In simulations, the researchers watched as floodwaters filled the basin, forming a large inland sea. This created a land barrier between the Northern Ocean and the new sea—an expanse visited by Pathfinder in the 1990s. Eventually, the waters in the inland sea spilled over, flooding the land barrier and creating the spillover surface features observed by Pathfinder.
“The Mars Pathfinder identified numerous geologic features thought to have been produced by shallow floods. Our article shows that these floods were marine spillover discharges from a previously unknown sea,” said Rodriguez. “When the sea disappeared, it left behind extensive marine sedimentary materials. These deposits are particularly interesting because they likely represent some of the most easily accessible marine sediments on Mars.”
A layer of ice eventually covered the inland sea, and it disappeared altogether on account of rapid evaporation and sublimation, according to the new research.
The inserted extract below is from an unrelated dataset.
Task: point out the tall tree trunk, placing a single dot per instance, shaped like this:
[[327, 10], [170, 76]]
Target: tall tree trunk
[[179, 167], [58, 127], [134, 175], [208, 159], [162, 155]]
Importantly, the simulations showed that the inland sea acted as a kind of dam, attenuating, or limiting, the amount of water spilling out from it—an observation that nicely reconciles the observations made by Pathfinder. Also, debris or lava flows couldn’t have formed the features seen at the Pathfinder site, the researchers argue, as such flows would have completely obliterated any sign of the basin; as a flowing liquid, lava or fluidized debris flows would have behaved just like water, filling up the Simud Interior Basin prior to spilling over into land barrier.
“Our paper ends the controversy,” Rodriguez told Gizmodo. “This is simply because the basin still exists, indicating that it was only temporarily filled up. Lava or debris flows would have permanently buried it.”
Rodriguez and her colleagues are now exploring the astrobiological potential of the marine sediments. To that end, she’s teaming up with a new NASA Ames-led initiative, which could result in the evaluation of the leftover marine sediments as a potential landing site.
“Because the water that formed the sea was expelled from the subsurface, its sediments might contain a record of habitability,” she said, nothing that this wouldn’t have been known had it not been for the Mars Pathfinder mission.
“That is a legacy of tremendous importance,” said Rodriguez.